Paths without the unique node constraint are still subject to neo4j's unique relationship constraint. In essence, the node uniqueness constraint determines whether paths containing a cycle are permitted.
As previously discussed the node uniqueness constraint also excludes paths containing the prediction edge. In our case, the prediction edge is an indication between the source compound and target disease.
Therefore, feature performance could decline after applying the unique constraint because:
paths with cycles convey meaningful information that the unique node constraint overlooks
paths including the prediction edge cause overfitting by incorporating the outcome (indication status) into the predictor (DWPC)
For the 1,961 features that contained a duplicate metanode, we calculated the decline in AUROC of the DWPC resulting from duplicate node exclusion (notebook, table). We investigated the occurrence of 1 and 2 by segregating metapaths based on whether they include an indication metaedge. If a metapath doesn't include an indication metaedge, then any change in performance must be due to 1. The distributions of AUROC declines identify 2 (overfitting) as a major factor, while showing 1 is at most a very minor factor.
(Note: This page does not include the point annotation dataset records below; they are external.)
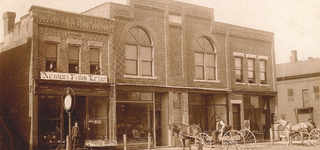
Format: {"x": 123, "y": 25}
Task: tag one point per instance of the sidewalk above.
{"x": 279, "y": 145}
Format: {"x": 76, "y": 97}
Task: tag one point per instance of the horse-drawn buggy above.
{"x": 229, "y": 139}
{"x": 303, "y": 130}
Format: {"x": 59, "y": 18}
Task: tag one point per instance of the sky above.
{"x": 295, "y": 23}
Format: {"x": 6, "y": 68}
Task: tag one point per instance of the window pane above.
{"x": 199, "y": 72}
{"x": 238, "y": 74}
{"x": 50, "y": 106}
{"x": 262, "y": 65}
{"x": 211, "y": 60}
{"x": 74, "y": 52}
{"x": 146, "y": 96}
{"x": 262, "y": 76}
{"x": 176, "y": 99}
{"x": 199, "y": 59}
{"x": 250, "y": 74}
{"x": 131, "y": 52}
{"x": 211, "y": 73}
{"x": 146, "y": 68}
{"x": 94, "y": 55}
{"x": 238, "y": 62}
{"x": 250, "y": 64}
{"x": 131, "y": 67}
{"x": 51, "y": 50}
{"x": 146, "y": 53}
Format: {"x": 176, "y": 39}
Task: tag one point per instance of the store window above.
{"x": 205, "y": 60}
{"x": 263, "y": 72}
{"x": 290, "y": 95}
{"x": 251, "y": 72}
{"x": 51, "y": 57}
{"x": 238, "y": 64}
{"x": 97, "y": 114}
{"x": 95, "y": 61}
{"x": 50, "y": 120}
{"x": 316, "y": 95}
{"x": 139, "y": 53}
{"x": 74, "y": 59}
{"x": 134, "y": 115}
{"x": 204, "y": 109}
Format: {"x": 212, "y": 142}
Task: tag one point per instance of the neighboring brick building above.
{"x": 161, "y": 62}
{"x": 298, "y": 86}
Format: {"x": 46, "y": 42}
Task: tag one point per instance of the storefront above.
{"x": 91, "y": 110}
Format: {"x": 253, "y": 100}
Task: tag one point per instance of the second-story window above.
{"x": 238, "y": 67}
{"x": 94, "y": 61}
{"x": 73, "y": 59}
{"x": 316, "y": 92}
{"x": 251, "y": 73}
{"x": 51, "y": 57}
{"x": 290, "y": 95}
{"x": 205, "y": 60}
{"x": 139, "y": 53}
{"x": 263, "y": 72}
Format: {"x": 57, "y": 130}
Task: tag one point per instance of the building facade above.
{"x": 298, "y": 87}
{"x": 134, "y": 69}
Therefore, we will adopt the unique node constraint because it omits paths that include the prediction edge, which leads to overfitting. Absent their potential for overfitting, paths with duplicate nodes did not contribute greatly to DWPC performance. Finally, paths that are excluded because they contain a cycle will still be incorporated into DWPCs for shorter metapaths that bypass the cyclical segment.